Churchill's Angels by O'Connor Bernard

Churchill's Angels by O'Connor Bernard

Author:O'Connor, Bernard
Language: eng
Format: epub
Publisher: Amberley Publishing
Published: 2012-12-18T16:00:00+00:00


5

Operations to Support D-Day,

6 June 1944 to March 1945

Once the Allies landed in Normandy on 6 June 1944 and the Americans and French landed on the Mediterranean coast in August, a two-pronged attack on the German forces began, in the planned liberation of France. Necessarily, there were also plans to liberate the Low Countries. Although more women were sent into France to replace lost wireless operators and couriers, there were rather different missions for the women trained to be sent into Belgium and Holland. There was a plan to rescue Prince Charles, King Leopold’s brother, and bring him back to England and propaganda missions to undermine German morale. One woman was sent into Yugoslavia to work with SOE agents already in place helping General Tito.

Ginette Jullian

Lieutenant Ginette Jullian, codenamed ‘Adèle’, was dropped from a Carpetbagger Liberator in the early hours of the morning on 7 June 1944, the day after D-Day. She and three other SOE agents landed in a field six kilometres north-east of Saint-Viatre-les-Tannieres in the Loir and Cher department. Her companions were Gérard Dedieu, her organiser, Yvan Galliard, and Henri Fucs.

Born in Montpellier on 3 December 1917 to French parents, nothing has come to light about her early life. Maybe she was the Ginette referred to as the courier helping on the Marie-Claire escape line. It is possible that she escorted escaped prisoners and other evaders over the Pyrénées and came to Britain with them. According to Escott, she was the last woman to be recruited by the SOE. Given a commission in the FANY, she underwent parachute training at Ringway and, one imagines, training in clandestine warfare at Beaulieu. As she was sent as a wireless operator, she probably spent time at Thame Park. She was perhaps the luckiest of the wireless operators as she was sent with the latest model – a Mark III transceiver which weighed less than nine pounds in its suitcase. Her mission was to assist Dedieu in setting up the PERMIT network in the area of the Somme with a base at Amiens. Unusually, they were the only French-speaking team sent into France. Dedieu had been a schoolmaster and a member of the Resistance who had been arrested and imprisoned at Eysses. When he and twenty other prisoners escaped in January 1944, he and other escapees were escorted over the Pyrénées, arriving in Britain in March 1944.

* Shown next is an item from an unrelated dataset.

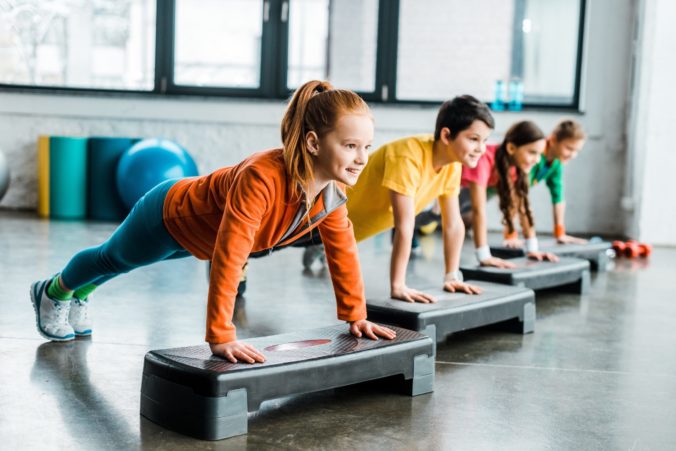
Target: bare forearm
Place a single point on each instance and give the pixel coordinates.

On their return, the situation was highly dangerous. Many SOE networks had been infiltrated by the Gestapo and new ones were needed. Much of northern France was in chaos with Allied and German troops in conflict and people fleeing the combat zones.

When they landed, Ginette’s transceiver was confiscated by the reception committee organised by Hutton, codenamed ‘Antoine’. He suggested that such a small suitcase would cause suspicion if she carried it around with her in Paris. However, she was allowed to keep her crystals but this meant she had to find another set if she was to be able to transmit.

Arriving in Paris, they found that all their contacts had moved, leaving no forwarding addresses.